The UBC Hospital Urgent Care Centre offers specancialized treatment for non-life-threatening emergencies by emergency trained physicians and nurses. UBC Hospital Urgent Care Centre treat things such as; allergies, asthma, broken bones, cuts that need stitches, eye problems, fevers, flus, IV therapy, minor burns, nosebleeds, skin infections and sprains. The Urgent Care Centre also offers a range of diagnostic services and testing including X-rays, blood tests, Ultrasound, CT scans and ECGs. The Urgent Care Centre is open daily from 8 am to 10 pm. Appointments are not necessary. The centre handles approximately 17,000 visits every year.

Also located at UBC Hospital is the Brain Research Centre, a partnership of the UBC Faculty of Medicine and Vancouver Coastal Health Research Institute. The Brain Research Centre comprises more than 200 investigators with multidisciplinary expertise in neuroscience research ranging from the test tube, to the bedside, to industrial spin-offs.

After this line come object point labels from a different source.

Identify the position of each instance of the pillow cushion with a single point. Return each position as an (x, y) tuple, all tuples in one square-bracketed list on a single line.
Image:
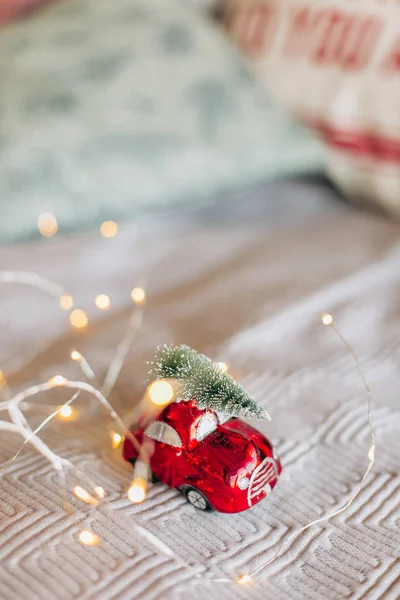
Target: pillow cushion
[(335, 65), (112, 107)]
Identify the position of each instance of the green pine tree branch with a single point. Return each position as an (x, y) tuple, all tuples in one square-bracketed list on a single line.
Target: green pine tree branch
[(201, 380)]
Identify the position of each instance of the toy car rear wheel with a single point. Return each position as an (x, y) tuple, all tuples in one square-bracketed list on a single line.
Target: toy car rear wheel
[(197, 499)]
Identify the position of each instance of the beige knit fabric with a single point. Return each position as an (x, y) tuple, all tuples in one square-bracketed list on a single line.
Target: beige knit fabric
[(250, 296)]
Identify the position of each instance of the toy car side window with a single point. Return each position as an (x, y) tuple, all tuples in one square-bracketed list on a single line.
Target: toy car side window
[(207, 424), (162, 432)]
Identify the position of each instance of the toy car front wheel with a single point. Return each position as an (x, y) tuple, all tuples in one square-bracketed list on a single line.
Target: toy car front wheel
[(197, 499)]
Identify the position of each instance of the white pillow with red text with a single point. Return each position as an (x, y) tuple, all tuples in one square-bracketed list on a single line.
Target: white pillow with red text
[(335, 64)]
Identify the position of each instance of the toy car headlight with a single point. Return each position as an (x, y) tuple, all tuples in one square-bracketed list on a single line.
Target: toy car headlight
[(243, 483)]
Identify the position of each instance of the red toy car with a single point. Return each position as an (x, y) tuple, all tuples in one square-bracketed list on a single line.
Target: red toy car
[(218, 461)]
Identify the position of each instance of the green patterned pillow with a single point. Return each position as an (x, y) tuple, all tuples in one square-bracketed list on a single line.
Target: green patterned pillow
[(108, 108)]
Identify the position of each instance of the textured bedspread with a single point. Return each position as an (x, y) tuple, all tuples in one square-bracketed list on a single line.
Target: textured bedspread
[(249, 294)]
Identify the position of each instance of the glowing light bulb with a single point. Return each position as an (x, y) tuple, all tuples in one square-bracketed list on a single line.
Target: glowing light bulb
[(47, 224), (57, 380), (99, 491), (84, 495), (65, 411), (88, 538), (102, 302), (116, 439), (66, 302), (109, 229), (161, 392), (78, 318), (75, 355), (138, 295), (244, 579), (137, 490)]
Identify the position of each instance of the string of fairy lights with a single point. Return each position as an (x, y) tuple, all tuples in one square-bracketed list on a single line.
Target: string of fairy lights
[(157, 395)]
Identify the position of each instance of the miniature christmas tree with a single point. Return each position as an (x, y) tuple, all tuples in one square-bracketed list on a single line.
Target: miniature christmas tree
[(201, 380)]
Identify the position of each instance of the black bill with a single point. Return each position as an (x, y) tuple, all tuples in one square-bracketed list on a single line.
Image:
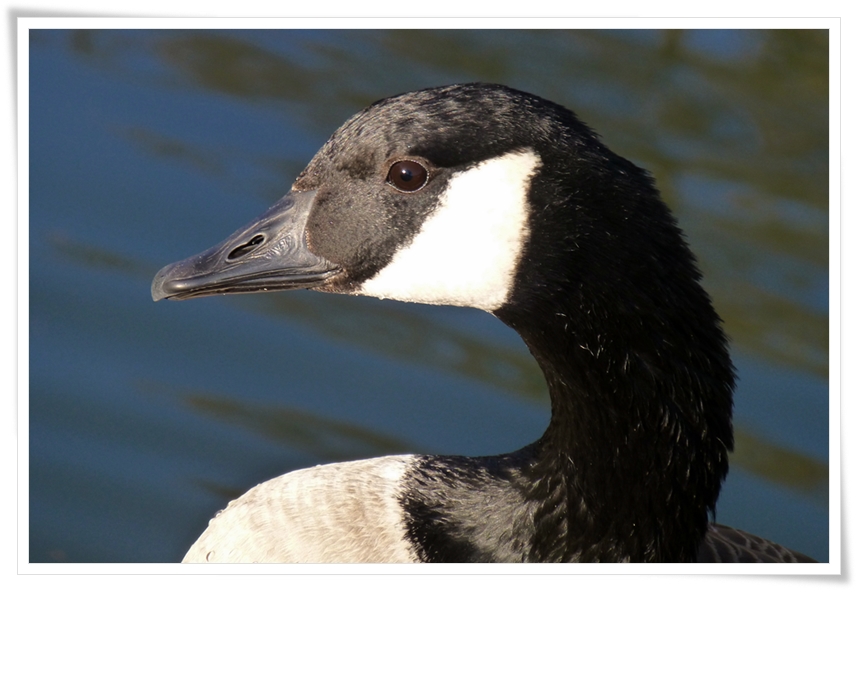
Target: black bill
[(269, 254)]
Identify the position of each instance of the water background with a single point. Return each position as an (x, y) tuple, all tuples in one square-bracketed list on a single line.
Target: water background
[(149, 146)]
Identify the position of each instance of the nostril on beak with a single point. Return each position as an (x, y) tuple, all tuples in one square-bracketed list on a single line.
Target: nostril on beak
[(246, 248)]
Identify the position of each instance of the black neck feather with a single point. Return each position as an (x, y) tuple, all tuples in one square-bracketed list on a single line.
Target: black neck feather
[(638, 371)]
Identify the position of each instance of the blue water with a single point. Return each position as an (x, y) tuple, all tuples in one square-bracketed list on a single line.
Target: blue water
[(146, 147)]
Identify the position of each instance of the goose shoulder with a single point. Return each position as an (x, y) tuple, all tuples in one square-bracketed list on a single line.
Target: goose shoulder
[(336, 513)]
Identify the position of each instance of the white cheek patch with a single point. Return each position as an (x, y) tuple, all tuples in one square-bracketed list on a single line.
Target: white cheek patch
[(467, 250)]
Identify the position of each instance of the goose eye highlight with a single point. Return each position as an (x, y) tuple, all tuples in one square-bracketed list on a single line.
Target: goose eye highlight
[(407, 176)]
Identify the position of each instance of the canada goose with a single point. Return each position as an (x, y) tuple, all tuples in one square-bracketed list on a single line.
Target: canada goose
[(482, 196)]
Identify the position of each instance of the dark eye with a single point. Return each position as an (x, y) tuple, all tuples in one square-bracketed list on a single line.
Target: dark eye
[(407, 175)]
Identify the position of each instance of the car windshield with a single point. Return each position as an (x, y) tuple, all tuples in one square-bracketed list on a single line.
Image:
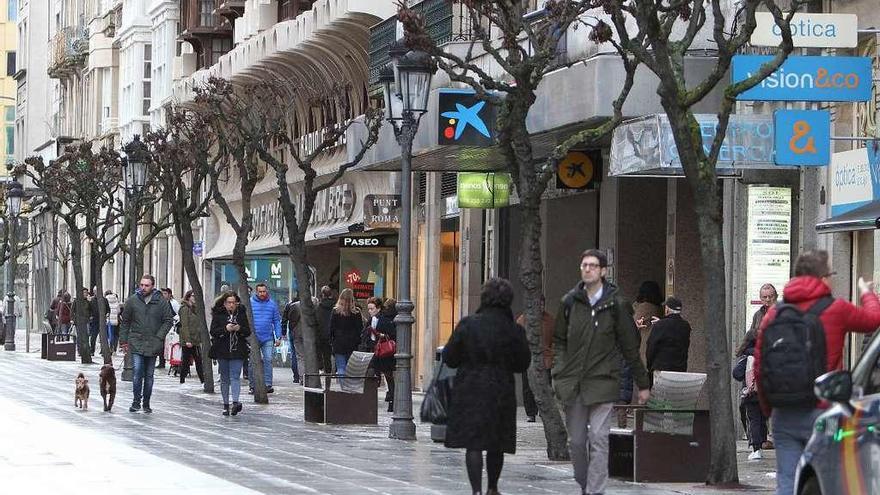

The National Core for Neuroethics, a research-based facility, is also based at UBC Hospital.

===GF Strong Rehab Centre===
G.F. Strong Centre was part of VHHSC from 1995 to 2001. It is located in Vancouver's Fairview neighbourhood. It is British Columbia's largest rehabilitation centre and provides services in four main areas: acquired brain injury, spinal cord injury, arthritis and neuromusculoskeletal. It also has specialized programs for adolescents and young adults.

The centre opened in 1949 and was named after Dr. George Frederick Strong. It has about 800 employees.

===George Pearson Centre===
The George Pearson Centre was part of VHHSC from 1995 until 2001. Located in the Marpole neighbourhood in the south of Vancouver, is a home for 110-120 adults with severe disabilities. The centre opened in 1952 as a long-term care facility for tuberculosis patients and joined the VHHSC in 1995.

The Marpole Women's Auxiliary, established in 1938 to support the Marpole Infirmary which later moved to George Pearson Centre in 1965, continues to support the residents of the centre.